Note: We are considering other noSQL approaches - but we would like to know if this is a valid approach if we decide to stay with MySQL (so please don't suggest "try XYZ noSQL DB"). Also, I understand we can just get a much better machine and that in the scope of data sets, this is not that big - but we don't want to waste money on a larger machine if a smaller will work without a lot of extra work.
It seems you may take a look at MySQL Partitioning.

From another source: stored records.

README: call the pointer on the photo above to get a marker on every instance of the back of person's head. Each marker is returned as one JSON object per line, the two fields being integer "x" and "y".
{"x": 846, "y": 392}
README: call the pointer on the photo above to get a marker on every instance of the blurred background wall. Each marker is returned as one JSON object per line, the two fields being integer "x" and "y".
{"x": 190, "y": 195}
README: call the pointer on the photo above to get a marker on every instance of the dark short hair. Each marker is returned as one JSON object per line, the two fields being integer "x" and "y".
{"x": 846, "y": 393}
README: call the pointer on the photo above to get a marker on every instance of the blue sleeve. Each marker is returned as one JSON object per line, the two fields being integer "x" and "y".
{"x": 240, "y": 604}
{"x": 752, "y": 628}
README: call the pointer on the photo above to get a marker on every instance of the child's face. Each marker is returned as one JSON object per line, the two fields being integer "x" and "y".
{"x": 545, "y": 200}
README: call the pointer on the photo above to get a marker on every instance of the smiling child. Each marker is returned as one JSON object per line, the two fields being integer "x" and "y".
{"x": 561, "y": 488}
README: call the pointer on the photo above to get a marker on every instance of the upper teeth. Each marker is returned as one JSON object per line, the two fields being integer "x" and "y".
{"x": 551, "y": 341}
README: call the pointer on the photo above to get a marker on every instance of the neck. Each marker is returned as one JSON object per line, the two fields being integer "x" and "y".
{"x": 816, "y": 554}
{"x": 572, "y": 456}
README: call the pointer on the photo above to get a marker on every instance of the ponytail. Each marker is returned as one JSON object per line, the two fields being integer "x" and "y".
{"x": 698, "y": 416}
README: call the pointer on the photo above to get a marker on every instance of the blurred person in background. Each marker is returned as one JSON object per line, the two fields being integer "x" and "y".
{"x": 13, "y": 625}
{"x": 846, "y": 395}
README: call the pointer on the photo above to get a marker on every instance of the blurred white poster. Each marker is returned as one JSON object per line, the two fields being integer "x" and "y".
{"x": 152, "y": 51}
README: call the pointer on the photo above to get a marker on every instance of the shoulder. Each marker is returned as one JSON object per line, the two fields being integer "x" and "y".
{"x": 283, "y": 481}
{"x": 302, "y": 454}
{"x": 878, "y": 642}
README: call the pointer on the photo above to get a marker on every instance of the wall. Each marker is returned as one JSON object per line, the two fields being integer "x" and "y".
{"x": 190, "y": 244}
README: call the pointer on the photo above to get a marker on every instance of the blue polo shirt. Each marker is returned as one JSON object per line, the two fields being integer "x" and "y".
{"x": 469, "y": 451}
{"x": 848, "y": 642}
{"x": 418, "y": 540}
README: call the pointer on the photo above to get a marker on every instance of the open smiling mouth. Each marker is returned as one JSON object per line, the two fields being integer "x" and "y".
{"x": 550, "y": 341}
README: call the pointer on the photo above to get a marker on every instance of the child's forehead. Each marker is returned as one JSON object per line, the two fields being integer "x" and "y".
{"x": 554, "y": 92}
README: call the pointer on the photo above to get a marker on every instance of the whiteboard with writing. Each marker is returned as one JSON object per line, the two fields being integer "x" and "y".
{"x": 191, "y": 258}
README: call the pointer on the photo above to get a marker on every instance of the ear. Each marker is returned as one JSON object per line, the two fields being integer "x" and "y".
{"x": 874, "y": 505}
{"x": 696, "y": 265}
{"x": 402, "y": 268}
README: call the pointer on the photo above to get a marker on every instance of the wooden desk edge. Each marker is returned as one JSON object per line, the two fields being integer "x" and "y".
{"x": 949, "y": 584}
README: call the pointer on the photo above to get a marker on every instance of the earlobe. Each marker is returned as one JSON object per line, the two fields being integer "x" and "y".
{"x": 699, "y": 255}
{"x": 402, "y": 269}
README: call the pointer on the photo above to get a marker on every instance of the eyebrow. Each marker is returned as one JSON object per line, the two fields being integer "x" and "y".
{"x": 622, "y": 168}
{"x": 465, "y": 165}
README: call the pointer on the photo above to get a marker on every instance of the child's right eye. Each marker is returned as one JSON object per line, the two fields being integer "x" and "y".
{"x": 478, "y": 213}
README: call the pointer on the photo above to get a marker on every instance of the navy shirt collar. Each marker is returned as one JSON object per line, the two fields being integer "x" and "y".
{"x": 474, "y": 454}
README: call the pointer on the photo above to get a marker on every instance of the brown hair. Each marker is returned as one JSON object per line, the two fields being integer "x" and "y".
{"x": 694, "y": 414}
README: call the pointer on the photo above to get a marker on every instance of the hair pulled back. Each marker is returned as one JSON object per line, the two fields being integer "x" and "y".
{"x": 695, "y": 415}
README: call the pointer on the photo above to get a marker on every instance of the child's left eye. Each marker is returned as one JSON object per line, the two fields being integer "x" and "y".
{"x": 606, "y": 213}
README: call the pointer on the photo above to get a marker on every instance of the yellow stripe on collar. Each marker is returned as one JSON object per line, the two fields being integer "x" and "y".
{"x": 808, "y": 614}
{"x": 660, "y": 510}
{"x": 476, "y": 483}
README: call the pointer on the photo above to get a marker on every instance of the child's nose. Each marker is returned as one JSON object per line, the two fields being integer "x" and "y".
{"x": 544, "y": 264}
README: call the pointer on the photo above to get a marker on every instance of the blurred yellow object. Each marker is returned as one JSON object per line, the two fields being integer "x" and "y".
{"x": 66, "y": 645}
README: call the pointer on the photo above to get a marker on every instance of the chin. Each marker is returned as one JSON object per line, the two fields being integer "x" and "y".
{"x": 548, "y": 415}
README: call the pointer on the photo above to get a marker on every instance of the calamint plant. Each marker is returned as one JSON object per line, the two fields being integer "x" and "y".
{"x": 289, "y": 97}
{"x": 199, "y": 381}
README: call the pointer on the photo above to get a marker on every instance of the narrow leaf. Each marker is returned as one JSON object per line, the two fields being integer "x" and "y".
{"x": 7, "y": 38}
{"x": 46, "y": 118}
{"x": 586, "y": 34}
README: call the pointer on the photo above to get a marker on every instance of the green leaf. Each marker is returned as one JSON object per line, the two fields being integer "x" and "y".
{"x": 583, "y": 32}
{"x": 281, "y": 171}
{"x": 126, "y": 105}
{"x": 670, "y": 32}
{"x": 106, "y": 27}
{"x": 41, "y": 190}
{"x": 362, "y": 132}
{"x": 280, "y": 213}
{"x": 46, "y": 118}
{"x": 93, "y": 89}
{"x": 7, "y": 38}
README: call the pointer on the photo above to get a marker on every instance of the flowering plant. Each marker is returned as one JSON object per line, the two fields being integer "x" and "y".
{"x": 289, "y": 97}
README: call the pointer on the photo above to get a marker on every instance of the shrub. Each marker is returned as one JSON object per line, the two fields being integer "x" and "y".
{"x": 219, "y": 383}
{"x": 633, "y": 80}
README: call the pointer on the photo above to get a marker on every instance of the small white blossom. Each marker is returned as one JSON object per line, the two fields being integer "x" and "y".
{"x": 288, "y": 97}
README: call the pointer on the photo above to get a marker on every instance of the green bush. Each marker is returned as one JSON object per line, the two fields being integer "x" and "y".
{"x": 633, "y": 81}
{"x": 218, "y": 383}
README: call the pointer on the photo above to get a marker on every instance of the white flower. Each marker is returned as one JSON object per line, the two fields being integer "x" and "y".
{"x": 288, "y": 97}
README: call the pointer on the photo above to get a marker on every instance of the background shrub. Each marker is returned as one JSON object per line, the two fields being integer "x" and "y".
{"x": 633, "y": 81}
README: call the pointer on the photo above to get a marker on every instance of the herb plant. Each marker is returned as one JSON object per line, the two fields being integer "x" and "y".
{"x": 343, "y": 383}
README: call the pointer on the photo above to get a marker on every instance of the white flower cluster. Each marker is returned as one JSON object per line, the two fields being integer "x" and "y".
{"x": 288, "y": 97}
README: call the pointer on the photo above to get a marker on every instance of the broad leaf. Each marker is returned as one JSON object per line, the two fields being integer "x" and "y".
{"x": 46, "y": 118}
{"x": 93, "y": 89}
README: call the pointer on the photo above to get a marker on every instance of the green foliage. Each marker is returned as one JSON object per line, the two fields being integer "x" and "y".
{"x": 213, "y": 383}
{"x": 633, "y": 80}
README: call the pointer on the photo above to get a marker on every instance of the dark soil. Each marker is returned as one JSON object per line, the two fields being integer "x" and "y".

Partitioning enable you to distribute portions of individual tables across a file system according to rules which you can set largely as needed. In effect, different portions of a table are stored as separate tables in different locations. The user-selected rule by which the division of data is accomplished is known as a partitioning function, which in MySQL can be the modulus, simple matching against a set of ranges or value lists, an internal hashing function, or a linear hashing function. The function is selected according to the partitioning type specified by the user, and takes as its parameter the value of a user-supplied expression. This expression can be a column value, a function acting on one or more column values, or a set of one or more column values, depending on the type of partitioning that is used.
It seems a in your case a hash partition on month part of the date could be useful.
CREATE TABLE Mydata (id INT, amount DECIMAL(7,2), tr_date DATE)
ENGINE=INNODB
PARTITION BY HASH( MONTH(tr_date) )
PARTITIONS 12;
The partitioning solution will be conceptually the same as yours, but RDBMS will handle many aspects for you.